We went back out on the sales floor. He elbowed his way through the throng of salespeople lining the counter toward the diamond room.
Lisa waved to me from the pearl showcase and winked. She was showing a long double rope of pearls. I waved back to her. She waved again and smiled, and I realized that the first time she had been waving to Jim.
Jim stopped outside the diamond room door.
“Okay, Bobby, you only listen. Not one word,” he said. “Stand in the corner, be invisible, and learn. Don’t even ask him if he wants another drink. Let me do that.”
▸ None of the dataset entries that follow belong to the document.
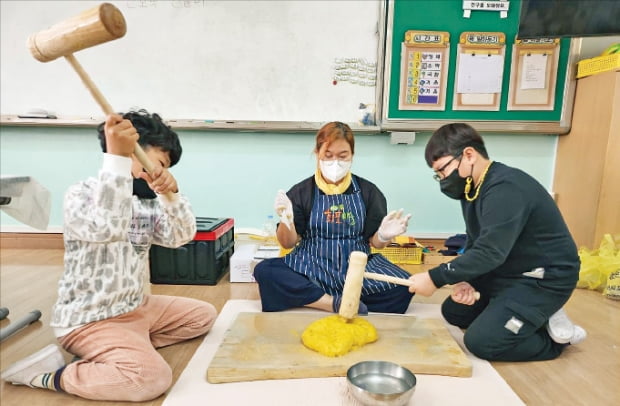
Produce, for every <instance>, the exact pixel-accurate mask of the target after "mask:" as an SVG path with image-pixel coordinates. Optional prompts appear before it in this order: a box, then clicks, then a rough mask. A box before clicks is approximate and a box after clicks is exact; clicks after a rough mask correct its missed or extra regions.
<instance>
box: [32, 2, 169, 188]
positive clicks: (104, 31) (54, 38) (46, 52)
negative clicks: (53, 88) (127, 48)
mask: <svg viewBox="0 0 620 406" xmlns="http://www.w3.org/2000/svg"><path fill="white" fill-rule="evenodd" d="M126 32H127V26H126V24H125V18H124V17H123V14H122V13H121V12H120V10H119V9H118V8H116V7H115V6H114V5H112V4H110V3H102V4H100V5H98V6H97V7H93V8H91V9H88V10H86V11H83V12H82V13H80V14H78V15H76V16H74V17H71V18H69V19H67V20H65V21H62V22H60V23H58V24H56V25H54V26H52V27H50V28H48V29H46V30H44V31H40V32H38V33H36V34H33V35H31V36H30V38H28V48H29V49H30V53H32V56H34V57H35V59H37V60H39V61H41V62H49V61H53V60H54V59H56V58H59V57H64V58H65V59H66V60H67V61H68V62H69V64H70V65H71V66H72V67H73V69H74V70H75V72H76V73H77V74H78V75H79V76H80V78H81V79H82V82H83V83H84V85H85V86H86V88H87V89H88V90H89V91H90V94H91V95H92V96H93V98H94V99H95V101H96V102H97V104H99V106H100V107H101V109H102V110H103V112H104V113H105V114H106V115H109V114H114V110H113V109H112V106H110V104H109V103H108V102H107V101H106V99H105V97H103V94H101V92H100V91H99V89H98V88H97V86H95V83H94V82H93V81H92V80H91V79H90V77H89V76H88V74H87V73H86V71H85V70H84V68H82V65H80V63H79V62H78V61H77V59H75V57H74V56H73V53H74V52H77V51H80V50H82V49H85V48H90V47H93V46H95V45H99V44H103V43H104V42H108V41H112V40H115V39H118V38H121V37H122V36H124V35H125V33H126ZM133 153H134V155H135V156H136V158H138V160H139V161H140V163H141V164H142V166H143V167H144V169H146V171H147V172H148V173H149V174H151V173H152V172H153V170H154V165H153V163H152V162H151V161H150V160H149V158H148V156H147V155H146V154H145V153H144V150H143V149H142V148H141V147H140V145H139V144H137V143H136V147H135V149H134V152H133ZM166 196H167V197H169V198H170V197H172V194H171V193H167V194H166Z"/></svg>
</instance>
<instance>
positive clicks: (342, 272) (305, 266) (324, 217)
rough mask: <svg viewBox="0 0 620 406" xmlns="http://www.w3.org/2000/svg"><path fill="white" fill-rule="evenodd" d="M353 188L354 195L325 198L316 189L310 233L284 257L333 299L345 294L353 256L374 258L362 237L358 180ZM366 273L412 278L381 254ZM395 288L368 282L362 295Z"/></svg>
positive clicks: (304, 234)
mask: <svg viewBox="0 0 620 406" xmlns="http://www.w3.org/2000/svg"><path fill="white" fill-rule="evenodd" d="M352 185H353V193H351V194H335V195H325V194H322V193H320V191H319V188H318V186H316V185H315V187H314V195H315V196H314V204H313V206H312V211H311V213H310V224H309V226H308V229H307V230H306V232H305V233H304V235H303V236H302V240H301V241H300V243H299V244H298V245H297V247H296V248H295V249H294V250H293V251H292V252H291V253H289V254H288V255H286V256H285V257H284V262H285V263H286V264H287V265H288V266H289V267H291V268H292V269H293V270H294V271H296V272H298V273H300V274H303V275H306V276H307V277H309V278H310V279H311V280H313V281H314V282H315V283H317V284H318V285H319V286H320V287H321V288H323V290H325V292H327V293H328V294H330V295H334V294H341V293H342V289H343V287H344V281H345V278H346V272H347V269H348V264H349V255H350V254H351V252H352V251H362V252H365V253H366V254H370V245H369V243H368V241H366V240H364V237H363V234H362V233H363V230H364V222H365V213H366V205H365V204H364V201H363V199H362V192H361V190H360V188H359V185H358V184H357V182H356V181H355V178H353V179H352ZM366 270H367V271H368V272H376V273H381V274H386V275H392V276H396V277H399V278H408V277H409V276H410V275H409V274H408V273H407V272H406V271H404V270H402V269H401V268H399V267H398V266H396V265H394V264H392V263H391V262H389V261H388V260H387V259H385V258H384V257H383V256H382V255H379V254H375V255H372V256H370V255H369V258H368V264H367V265H366ZM394 286H395V285H393V284H390V283H387V282H381V281H375V280H370V279H364V284H363V286H362V294H363V295H367V294H373V293H378V292H383V291H385V290H388V289H390V288H392V287H394Z"/></svg>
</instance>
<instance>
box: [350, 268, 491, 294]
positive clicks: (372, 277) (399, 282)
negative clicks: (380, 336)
mask: <svg viewBox="0 0 620 406" xmlns="http://www.w3.org/2000/svg"><path fill="white" fill-rule="evenodd" d="M364 278H367V279H374V280H376V281H383V282H390V283H394V284H396V285H402V286H411V280H409V279H405V278H397V277H396V276H390V275H383V274H380V273H372V272H364ZM345 283H346V282H345ZM474 296H475V297H476V300H480V292H474Z"/></svg>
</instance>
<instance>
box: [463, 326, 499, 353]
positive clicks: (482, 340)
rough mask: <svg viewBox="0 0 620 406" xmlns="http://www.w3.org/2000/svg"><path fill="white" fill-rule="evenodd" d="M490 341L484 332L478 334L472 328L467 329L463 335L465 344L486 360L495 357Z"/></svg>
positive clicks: (467, 347)
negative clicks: (469, 329)
mask: <svg viewBox="0 0 620 406" xmlns="http://www.w3.org/2000/svg"><path fill="white" fill-rule="evenodd" d="M489 343H490V338H489V337H485V336H484V335H483V334H476V333H474V332H473V331H472V330H467V331H465V335H464V336H463V344H465V347H466V348H467V350H469V352H471V353H472V354H474V355H475V356H476V357H478V358H482V359H486V360H489V359H492V358H493V354H492V353H491V349H490V346H489Z"/></svg>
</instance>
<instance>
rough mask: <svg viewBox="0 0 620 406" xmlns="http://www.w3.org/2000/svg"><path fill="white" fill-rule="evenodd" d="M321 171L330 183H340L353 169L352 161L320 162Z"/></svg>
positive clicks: (319, 168) (330, 161) (319, 166)
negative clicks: (331, 182)
mask: <svg viewBox="0 0 620 406" xmlns="http://www.w3.org/2000/svg"><path fill="white" fill-rule="evenodd" d="M319 169H321V174H322V175H323V177H324V178H325V179H327V180H329V181H330V182H334V183H336V182H338V181H340V180H341V179H342V178H344V177H345V176H346V175H347V173H349V170H350V169H351V161H323V160H320V161H319Z"/></svg>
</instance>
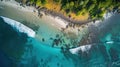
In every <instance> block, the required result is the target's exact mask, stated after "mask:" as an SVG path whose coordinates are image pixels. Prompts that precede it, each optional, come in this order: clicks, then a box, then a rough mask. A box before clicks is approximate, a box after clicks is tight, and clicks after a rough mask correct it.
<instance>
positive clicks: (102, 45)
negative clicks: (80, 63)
mask: <svg viewBox="0 0 120 67" xmlns="http://www.w3.org/2000/svg"><path fill="white" fill-rule="evenodd" d="M98 47H99V50H100V52H101V54H102V55H103V57H104V59H105V61H109V60H110V59H109V56H108V54H107V51H106V47H105V46H104V45H98Z"/></svg>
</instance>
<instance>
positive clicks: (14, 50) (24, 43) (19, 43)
mask: <svg viewBox="0 0 120 67" xmlns="http://www.w3.org/2000/svg"><path fill="white" fill-rule="evenodd" d="M0 25H1V26H0V50H1V51H2V52H4V53H5V55H6V56H8V57H11V58H13V59H15V61H19V60H20V58H21V55H22V54H23V53H24V50H25V49H24V47H25V46H26V45H25V44H26V42H27V38H28V36H27V35H26V34H25V33H20V32H19V31H16V29H14V28H13V27H11V26H10V25H8V24H7V23H5V22H4V20H3V19H2V18H0ZM1 61H4V60H1ZM16 63H17V62H16ZM0 67H1V66H0Z"/></svg>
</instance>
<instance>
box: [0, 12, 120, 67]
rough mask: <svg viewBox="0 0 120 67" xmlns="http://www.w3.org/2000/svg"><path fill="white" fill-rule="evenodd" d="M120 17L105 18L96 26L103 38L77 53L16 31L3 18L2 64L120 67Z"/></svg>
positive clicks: (0, 26) (54, 65)
mask: <svg viewBox="0 0 120 67" xmlns="http://www.w3.org/2000/svg"><path fill="white" fill-rule="evenodd" d="M119 18H120V15H119V14H116V15H114V16H113V17H111V18H110V19H109V20H105V21H103V23H102V24H101V25H100V26H99V27H97V28H98V29H99V33H98V36H97V37H98V38H99V40H100V42H99V43H96V44H95V45H92V44H91V45H92V47H91V49H90V50H89V51H86V52H82V51H79V53H78V54H77V55H76V54H71V53H70V52H69V51H68V50H67V51H63V50H61V49H60V48H53V47H50V46H47V43H43V42H41V41H39V40H38V39H36V38H30V37H28V36H27V35H26V34H24V33H20V32H17V31H16V30H15V29H14V28H12V27H11V26H10V25H8V24H6V23H5V22H4V21H3V19H2V18H0V67H120V19H119ZM106 22H107V23H106ZM48 31H49V30H48ZM43 35H44V36H45V34H43ZM47 36H49V35H47ZM48 43H49V42H48Z"/></svg>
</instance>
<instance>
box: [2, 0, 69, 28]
mask: <svg viewBox="0 0 120 67" xmlns="http://www.w3.org/2000/svg"><path fill="white" fill-rule="evenodd" d="M2 3H3V4H5V5H9V6H12V7H14V8H16V9H18V10H21V11H25V12H32V13H34V14H36V15H37V16H38V10H37V9H36V8H34V7H32V6H24V7H23V6H20V4H19V3H18V2H16V1H14V0H10V1H2ZM0 8H2V7H0ZM40 19H41V20H43V21H48V22H50V23H51V24H52V25H53V26H55V27H57V28H59V29H60V28H65V27H66V25H67V22H66V21H65V20H63V19H61V18H60V17H53V16H51V15H49V16H48V15H45V14H44V16H43V18H40Z"/></svg>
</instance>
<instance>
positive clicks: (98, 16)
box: [30, 0, 120, 19]
mask: <svg viewBox="0 0 120 67" xmlns="http://www.w3.org/2000/svg"><path fill="white" fill-rule="evenodd" d="M47 1H48V0H30V2H32V3H35V4H37V5H39V6H41V5H42V6H43V5H45V4H47V3H49V2H47ZM51 2H55V3H60V6H61V10H64V11H65V12H66V14H68V13H70V12H72V13H75V14H76V16H77V15H84V14H85V13H89V16H90V18H91V19H98V18H102V17H103V15H104V13H106V12H107V11H108V10H110V11H112V10H114V9H117V8H119V7H120V1H119V0H51Z"/></svg>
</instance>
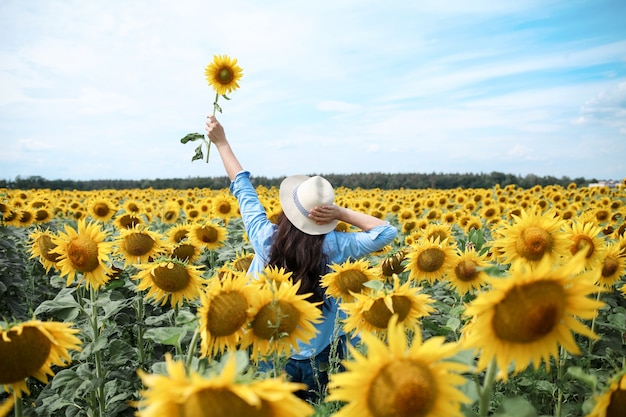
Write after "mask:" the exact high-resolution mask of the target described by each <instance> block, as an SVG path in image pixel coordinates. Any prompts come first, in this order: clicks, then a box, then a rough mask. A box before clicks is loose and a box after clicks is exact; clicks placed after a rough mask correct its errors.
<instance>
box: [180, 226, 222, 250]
mask: <svg viewBox="0 0 626 417" xmlns="http://www.w3.org/2000/svg"><path fill="white" fill-rule="evenodd" d="M226 235H227V232H226V228H225V227H223V226H220V225H219V224H217V223H214V222H206V223H198V224H194V225H192V226H191V229H190V231H189V236H188V238H189V243H191V244H192V245H196V246H199V247H204V248H205V249H218V248H219V247H221V246H222V245H223V244H224V241H225V240H226Z"/></svg>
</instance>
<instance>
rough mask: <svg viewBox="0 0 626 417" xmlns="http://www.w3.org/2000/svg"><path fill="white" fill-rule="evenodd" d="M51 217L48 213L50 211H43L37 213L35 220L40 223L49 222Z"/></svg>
mask: <svg viewBox="0 0 626 417" xmlns="http://www.w3.org/2000/svg"><path fill="white" fill-rule="evenodd" d="M49 217H50V213H49V212H48V210H45V209H41V210H37V211H36V212H35V220H37V221H38V222H43V221H45V220H47V219H48V218H49Z"/></svg>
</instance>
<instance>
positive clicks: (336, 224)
mask: <svg viewBox="0 0 626 417" xmlns="http://www.w3.org/2000/svg"><path fill="white" fill-rule="evenodd" d="M309 178H310V177H309V176H306V175H292V176H290V177H287V178H285V179H284V180H283V181H282V182H281V183H280V205H281V207H282V209H283V213H285V216H287V218H288V219H289V221H290V222H291V224H293V225H294V226H295V227H296V228H297V229H298V230H300V231H301V232H304V233H306V234H308V235H325V234H327V233H329V232H331V231H332V230H334V229H335V227H336V226H337V223H339V221H338V220H334V221H332V222H330V223H325V224H317V223H316V222H315V221H314V220H311V219H309V218H308V217H306V216H304V215H303V214H302V213H301V212H300V210H298V208H297V207H296V204H295V202H294V201H293V191H294V190H295V189H296V187H297V186H299V185H300V184H302V183H303V182H304V181H306V180H308V179H309Z"/></svg>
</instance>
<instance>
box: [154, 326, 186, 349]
mask: <svg viewBox="0 0 626 417" xmlns="http://www.w3.org/2000/svg"><path fill="white" fill-rule="evenodd" d="M186 333H187V329H185V328H184V327H158V328H156V329H148V330H147V331H146V332H145V333H144V337H145V338H146V339H150V340H152V341H154V342H156V343H160V344H162V345H170V346H179V345H180V340H181V339H182V338H183V337H184V336H185V334H186Z"/></svg>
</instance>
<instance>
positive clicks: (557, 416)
mask: <svg viewBox="0 0 626 417" xmlns="http://www.w3.org/2000/svg"><path fill="white" fill-rule="evenodd" d="M566 359H567V352H566V351H565V348H564V347H563V346H561V350H560V352H559V362H558V364H557V381H563V375H564V374H565V360H566ZM562 407H563V388H562V387H560V386H559V387H558V388H557V399H556V404H555V406H554V417H561V411H562Z"/></svg>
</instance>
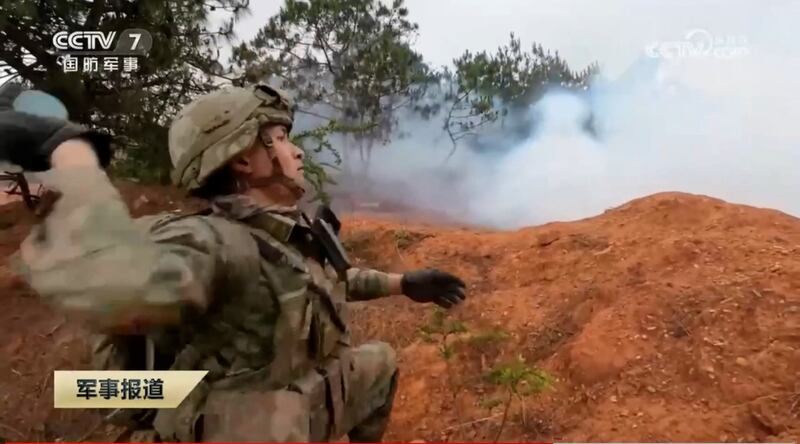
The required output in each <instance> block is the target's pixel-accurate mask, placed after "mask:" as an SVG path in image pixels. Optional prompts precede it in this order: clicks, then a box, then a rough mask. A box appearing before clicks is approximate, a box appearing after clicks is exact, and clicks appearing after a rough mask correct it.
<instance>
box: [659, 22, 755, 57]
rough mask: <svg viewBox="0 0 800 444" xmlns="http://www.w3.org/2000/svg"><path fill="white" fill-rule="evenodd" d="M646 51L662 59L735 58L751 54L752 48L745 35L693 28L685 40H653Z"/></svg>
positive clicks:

He opened the sales door to the diamond room and put his head in.
“Good news,” I heard him say. “I found one,” he said.
I followed him in and stood in the corner. The customer, an obviously important customer, sat at the diamond table. Jim sat down next to Dennis and placed the Rolex box showily on the table, a large antique desk with spindly legs. The legs did not look like they could support the desk. In the center of the desk was a diamond pad, and on the silk pad was the alexandrite necklace.
The alexandrite necklace was a white elephant Sheila had bought at the Jewelers Circular Keystone Las Vegas show a year and a half before. It was tagged at four hundred thousand dollars and I knew it had a twenty-thousand-dollar bonus plus the regular ten-percent-of-the-net commission. It was fifty-two carats of perfectly calibrated square-cut natural Siberian untreated full-color-change alexandrite set in eighteen-karat green gold. The center stone was six carats and, loose, was worth fifty thousand dollars. In natural sunlight the necklace was bright green, green like five-thousand-a-carat Colombian emerald. Here in the artificial light of the halogens it was pigeon-blood red. On the way outside, if you were carrying it in your hands or wearing it on your neck, it would pass through half the colors of the spectrum, each one individually recognizable.
But it was impossible to sell. Alexandrites have no sparkle, and if a husband or a lover has spent half a million dollars on her necklace a woman wants her friends to know that her necklace cost half a million dollars, and one can only be sure of that with big diamonds. At the very least she wants some rubies or emeralds. Something they recognize. Alexandrites you have to explain, and that defeats the purpose. That was why, unlike all of our other showpieces, the necklace never went to any society parties. It was perhaps the most beautiful piece of jewelry you would ever see, but it lacked the crucial quality of all jewelry: bang for your buck. Flash for your cash. Like a Fabergé egg.
I had seen this customer in the store before but did not know his name. He was a large, strangely pale man, wearing black crocodile boots and a leather baseball cap, with very dark eyes, eyes that looked black until you looked at him from the side and saw they had many dark brown rings around the pupils. As white as his skin was, he nevertheless had the exaggerated jaw and facial features of an Indian, like the Iroquois you would see sleeping in the bus stations or by the train tracks back in Calgary. But here with his beaded belt and his cowskin vest he was an American cowboy.
He wore a platinum President and a platinum wedding ring with a seven-carat emerald-cut in the center. I remembered when Dennis sold that ring, just a few weeks after I arrived at the store. Jim had bragged about it during a sales meeting. It was sixty thousand dollars, and the customer had paid in cash.